The Foreign Affairs Committee (CRE) held a public hearing this Thursday (23) with the director of the King's Brazil Institute, the English political scientist Anthony Pereira, reports “Agência Senado”. The King's Brazil Institute operates within the scope of the traditional King's College London, conducts research on Brazil and also promotes integration with researchers and students from our country.
Pereira highlighted that the United Kingdom is now going through a very important moment in its internal politics. This is because the voting process for the European Parliament began this Thursday, in which British voters and voters from 27 other nations that are part of the European Union (EU) will elect 751 deputies by Sunday, with representative benches that take into account, among other criteria, the size of each country's population.

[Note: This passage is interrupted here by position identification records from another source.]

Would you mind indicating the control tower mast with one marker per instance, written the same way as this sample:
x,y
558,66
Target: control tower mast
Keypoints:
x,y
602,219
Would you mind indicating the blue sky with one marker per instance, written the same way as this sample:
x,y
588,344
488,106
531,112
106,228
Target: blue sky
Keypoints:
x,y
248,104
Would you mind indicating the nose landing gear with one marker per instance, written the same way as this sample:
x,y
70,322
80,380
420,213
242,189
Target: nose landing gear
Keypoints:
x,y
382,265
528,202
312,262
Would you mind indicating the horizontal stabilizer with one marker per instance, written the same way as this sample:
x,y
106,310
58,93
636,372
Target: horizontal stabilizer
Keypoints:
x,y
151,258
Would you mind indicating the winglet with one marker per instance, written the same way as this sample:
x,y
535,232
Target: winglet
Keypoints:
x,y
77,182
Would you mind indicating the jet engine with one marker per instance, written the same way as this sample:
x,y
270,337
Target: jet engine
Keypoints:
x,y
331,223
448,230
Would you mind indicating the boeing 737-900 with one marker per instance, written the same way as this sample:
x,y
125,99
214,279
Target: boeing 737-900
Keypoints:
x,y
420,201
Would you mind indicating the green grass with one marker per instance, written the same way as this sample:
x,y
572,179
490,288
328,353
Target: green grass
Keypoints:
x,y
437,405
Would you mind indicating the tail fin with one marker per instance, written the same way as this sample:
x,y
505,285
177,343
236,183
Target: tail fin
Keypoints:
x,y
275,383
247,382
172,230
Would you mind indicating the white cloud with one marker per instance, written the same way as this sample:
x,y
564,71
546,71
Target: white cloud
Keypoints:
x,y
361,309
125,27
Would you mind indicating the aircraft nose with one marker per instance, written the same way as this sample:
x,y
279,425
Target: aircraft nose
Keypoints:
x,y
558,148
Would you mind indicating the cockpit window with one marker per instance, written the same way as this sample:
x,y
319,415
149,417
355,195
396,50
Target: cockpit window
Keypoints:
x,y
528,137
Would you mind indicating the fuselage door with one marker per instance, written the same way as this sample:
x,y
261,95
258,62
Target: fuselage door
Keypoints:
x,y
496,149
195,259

Pereira hopes that the outcome of this process in the United Kingdom will shed light on a new consensus scenario for the country, after the difficult negotiation process aimed at leaving the EU. Decided after a referendum in 2016, the United Kingdom's exit from the EU was popularized as Brexit.
Brazil can win
For Pereira, Brazil could benefit from Brexit. This could happen due to the increase in exports of agricultural products to the United Kingdom and the signing of a trade agreement with Mercosur.

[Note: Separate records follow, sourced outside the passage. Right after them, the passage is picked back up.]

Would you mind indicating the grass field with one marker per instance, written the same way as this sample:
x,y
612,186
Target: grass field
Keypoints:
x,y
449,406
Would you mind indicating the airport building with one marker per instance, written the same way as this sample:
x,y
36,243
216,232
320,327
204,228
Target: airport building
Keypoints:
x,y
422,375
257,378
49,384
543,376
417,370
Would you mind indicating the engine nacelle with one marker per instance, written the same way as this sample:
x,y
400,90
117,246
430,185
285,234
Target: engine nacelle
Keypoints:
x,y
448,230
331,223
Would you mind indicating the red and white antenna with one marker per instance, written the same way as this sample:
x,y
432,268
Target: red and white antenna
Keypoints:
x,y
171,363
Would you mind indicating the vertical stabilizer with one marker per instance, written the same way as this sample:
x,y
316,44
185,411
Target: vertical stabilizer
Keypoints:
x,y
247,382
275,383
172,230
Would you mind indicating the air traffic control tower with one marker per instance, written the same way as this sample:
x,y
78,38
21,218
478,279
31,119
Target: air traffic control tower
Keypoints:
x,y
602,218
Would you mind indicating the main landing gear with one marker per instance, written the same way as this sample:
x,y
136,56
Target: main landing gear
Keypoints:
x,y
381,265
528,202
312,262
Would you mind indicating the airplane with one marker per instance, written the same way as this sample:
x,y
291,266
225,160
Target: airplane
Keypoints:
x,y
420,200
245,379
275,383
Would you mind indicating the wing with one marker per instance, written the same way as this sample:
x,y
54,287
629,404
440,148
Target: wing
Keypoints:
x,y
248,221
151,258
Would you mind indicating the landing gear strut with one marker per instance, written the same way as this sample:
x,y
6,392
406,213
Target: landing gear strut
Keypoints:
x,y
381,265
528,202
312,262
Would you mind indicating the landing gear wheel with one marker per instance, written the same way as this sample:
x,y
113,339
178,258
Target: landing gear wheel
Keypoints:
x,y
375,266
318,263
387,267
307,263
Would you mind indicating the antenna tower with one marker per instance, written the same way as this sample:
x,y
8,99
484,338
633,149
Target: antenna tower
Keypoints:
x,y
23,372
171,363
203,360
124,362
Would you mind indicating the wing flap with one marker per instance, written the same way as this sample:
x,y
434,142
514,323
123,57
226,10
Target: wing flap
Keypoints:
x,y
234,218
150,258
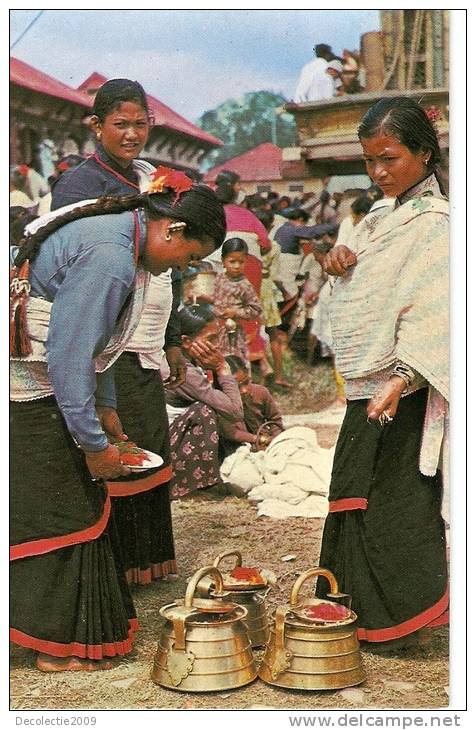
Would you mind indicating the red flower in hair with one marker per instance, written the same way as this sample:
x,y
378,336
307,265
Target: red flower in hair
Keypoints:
x,y
433,114
165,177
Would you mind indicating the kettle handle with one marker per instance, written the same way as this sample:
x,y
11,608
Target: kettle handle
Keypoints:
x,y
228,554
311,573
194,580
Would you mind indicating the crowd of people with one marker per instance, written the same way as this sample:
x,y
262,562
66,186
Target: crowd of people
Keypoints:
x,y
107,346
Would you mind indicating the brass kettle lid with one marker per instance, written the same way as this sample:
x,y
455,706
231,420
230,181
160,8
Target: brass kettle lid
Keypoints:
x,y
234,584
316,611
190,606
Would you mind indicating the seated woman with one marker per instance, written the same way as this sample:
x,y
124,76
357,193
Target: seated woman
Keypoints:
x,y
262,418
194,406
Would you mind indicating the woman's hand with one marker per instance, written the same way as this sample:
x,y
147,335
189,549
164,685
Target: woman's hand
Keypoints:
x,y
386,399
208,356
106,464
177,365
111,423
338,260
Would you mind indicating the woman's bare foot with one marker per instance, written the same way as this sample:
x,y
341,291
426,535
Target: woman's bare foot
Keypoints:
x,y
283,383
48,663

“It is quite possible that the UK’s trade relations will need to change after leaving the EU. Just to give one example, today a high percentage of food products imported by the country come from continental Europe. But these import quotas are not necessarily fixed. This British market could be opened to Brazilian producers, who are very efficient in agriculture. It is a window of opportunity that could open up. Great Britain has historically not been a fan of adopting agricultural barriers on a scale like that of some of its partners in the EU. We are more liberal,” he said.

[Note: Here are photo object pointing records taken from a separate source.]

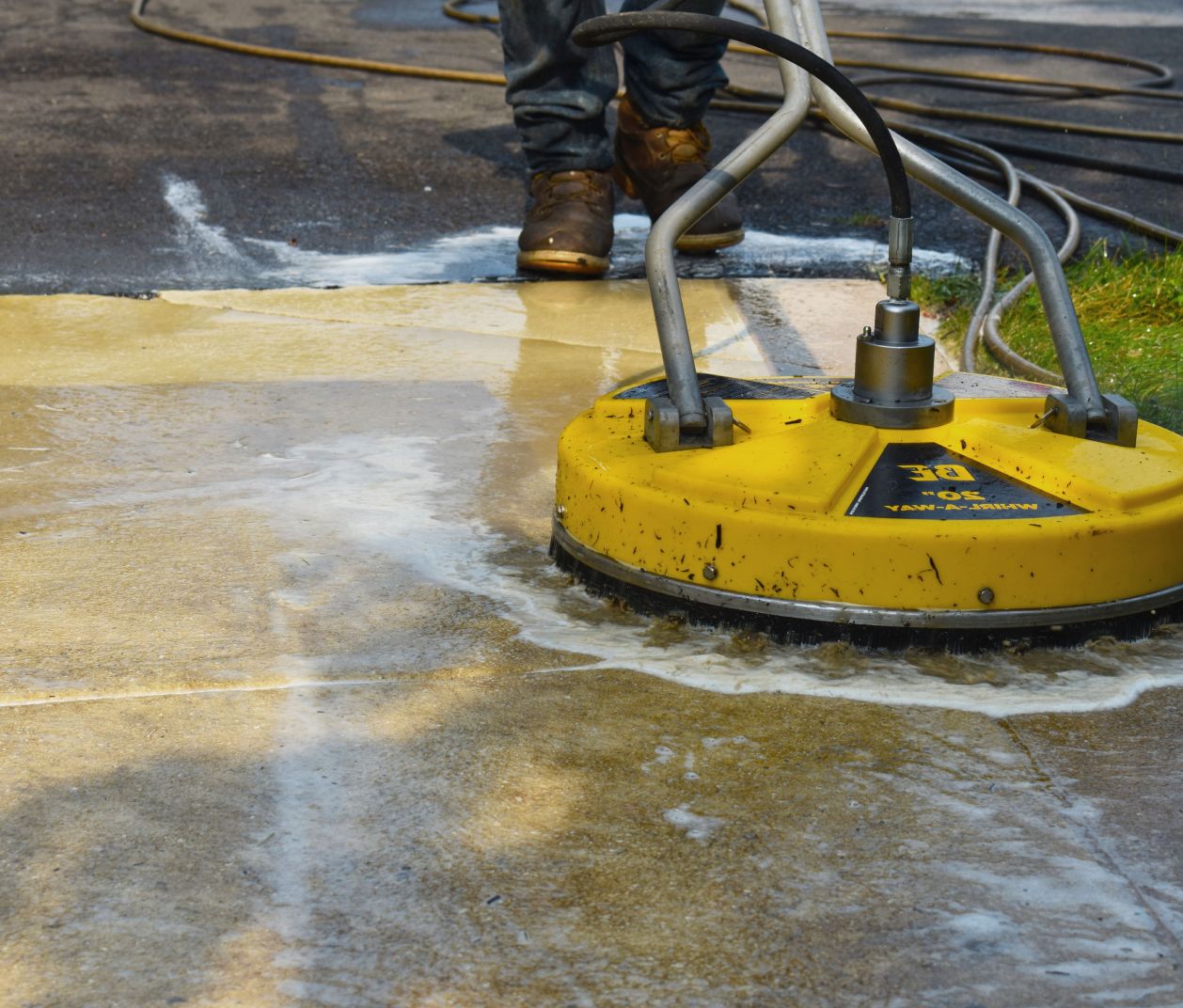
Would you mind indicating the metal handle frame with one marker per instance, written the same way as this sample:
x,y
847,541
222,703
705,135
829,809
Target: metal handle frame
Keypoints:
x,y
1085,409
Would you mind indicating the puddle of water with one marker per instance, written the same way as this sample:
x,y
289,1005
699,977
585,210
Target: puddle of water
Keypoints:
x,y
392,496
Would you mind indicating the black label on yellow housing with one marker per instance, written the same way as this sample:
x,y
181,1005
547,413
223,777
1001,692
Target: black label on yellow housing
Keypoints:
x,y
926,480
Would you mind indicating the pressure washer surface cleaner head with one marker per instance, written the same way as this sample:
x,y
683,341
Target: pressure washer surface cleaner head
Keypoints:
x,y
969,534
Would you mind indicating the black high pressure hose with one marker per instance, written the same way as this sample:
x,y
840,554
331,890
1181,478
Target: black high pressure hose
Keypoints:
x,y
613,27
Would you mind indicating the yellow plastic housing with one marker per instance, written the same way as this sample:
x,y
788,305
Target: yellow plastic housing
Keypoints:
x,y
770,514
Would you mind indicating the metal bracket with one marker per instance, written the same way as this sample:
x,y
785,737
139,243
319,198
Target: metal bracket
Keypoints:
x,y
1066,415
665,433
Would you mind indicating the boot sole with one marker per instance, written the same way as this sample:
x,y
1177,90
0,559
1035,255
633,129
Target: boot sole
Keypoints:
x,y
580,264
701,244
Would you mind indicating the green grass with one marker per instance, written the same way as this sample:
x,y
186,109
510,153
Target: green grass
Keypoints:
x,y
1131,312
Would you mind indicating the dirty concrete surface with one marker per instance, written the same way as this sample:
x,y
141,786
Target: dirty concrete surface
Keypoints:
x,y
293,711
118,143
296,713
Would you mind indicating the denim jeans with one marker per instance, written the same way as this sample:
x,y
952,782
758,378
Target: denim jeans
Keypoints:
x,y
559,91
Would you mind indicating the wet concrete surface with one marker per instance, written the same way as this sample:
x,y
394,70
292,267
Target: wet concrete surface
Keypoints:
x,y
116,141
294,711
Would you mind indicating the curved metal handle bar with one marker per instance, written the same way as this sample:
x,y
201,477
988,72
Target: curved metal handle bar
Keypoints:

Pereira also does not rule out that Brexit could lead to progress in negotiations for the United Kingdom and Mercosur to reach a trade agreement.
“I remember that in 2016, diplomat Roberto Jaguaribe, when he was president of Apex [Brazilian Export Promotion Agency] and was participating in an event in London, complained that the EU negotiations with Mercosur had been dragging on for almost 20 years. And he suggested an agreement between the United Kingdom and Mercosur, in which the negotiations would be significantly easier. I think that the barriers in this case would be much lower. I have no doubt that an EU-Mercosur agreement will never get off the ground,” he explained.